Optimisation of library preparation for longer cell-free DNA (cfDNA) libraries


Introduction

The analysis of cell-free (cf)DNA has shown significant potential for a variety of diagnostic applications, including the detection of cancer and the identification of the tissue of origin. For example; recent studies using single-molecule sequencing have highlighted the diagnostic value of cfDNA in maternal (Choy et al. 2022) and oncological contexts (Yu et al. 2023), where they found that increased CpG and SNP sites in long cfDNA molecules significantly enhanced identification of the tissue-of-origin.

cfDNA predominantly circulates in blood as fragments that are multiples of nucleosome lengths, a phenomenon thought to result from the action of DNases on histone-protected DNA. This leads to a characteristic length profile reflecting the fixed positioning of nucleosomes along the DNA (Figure 1).

cfDNA long lib optimisiation 1 Figure 1. Fragment length profile of cfDNA extracted from plasma.

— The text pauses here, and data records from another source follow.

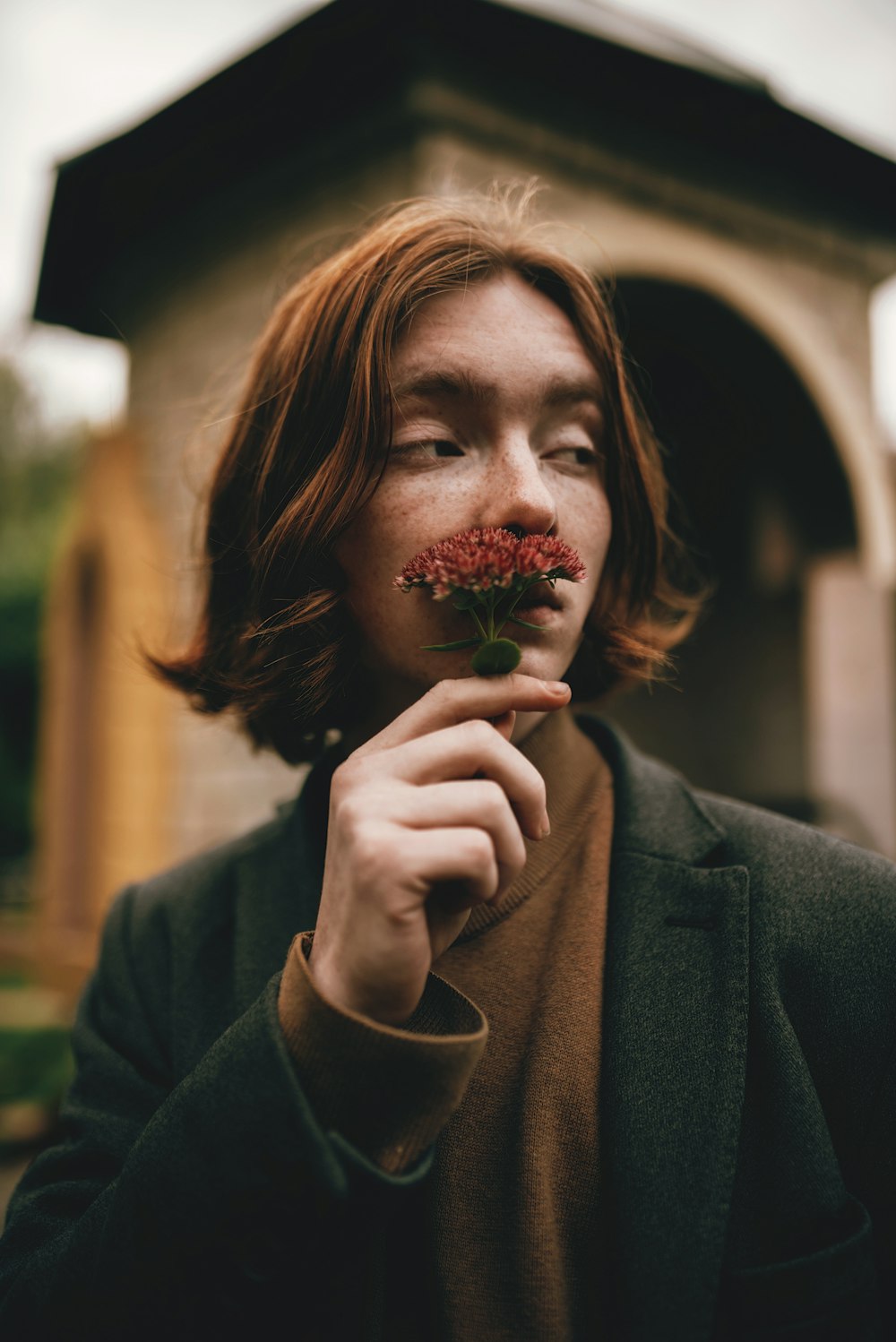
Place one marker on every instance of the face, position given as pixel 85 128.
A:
pixel 496 423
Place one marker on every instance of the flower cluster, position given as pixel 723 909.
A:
pixel 486 571
pixel 490 557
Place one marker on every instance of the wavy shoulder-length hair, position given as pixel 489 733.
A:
pixel 307 446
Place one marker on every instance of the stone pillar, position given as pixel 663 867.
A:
pixel 850 697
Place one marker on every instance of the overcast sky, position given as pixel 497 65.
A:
pixel 73 73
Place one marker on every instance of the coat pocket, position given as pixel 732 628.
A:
pixel 823 1296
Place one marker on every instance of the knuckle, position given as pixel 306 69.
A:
pixel 370 849
pixel 491 800
pixel 480 848
pixel 482 735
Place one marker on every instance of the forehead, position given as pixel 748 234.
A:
pixel 491 337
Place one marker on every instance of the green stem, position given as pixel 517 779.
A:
pixel 517 600
pixel 479 625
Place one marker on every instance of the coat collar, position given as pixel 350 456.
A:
pixel 675 1042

This figure illustrates the fragment length distribution of cfDNA obtained from plasma samples, measured using capillary electrophoresis. This characteristic profile illustrates the nucleosome-associated banding patterns. Peaks are observed at ~163 bp, ~307 bp, among others, which correspond to the lengths of DNA protected by nucleosomes. These peaks are hereafter labelled sequentially as Peak 1, Peak 2, etc. (Figure adapted from Pedini et al.)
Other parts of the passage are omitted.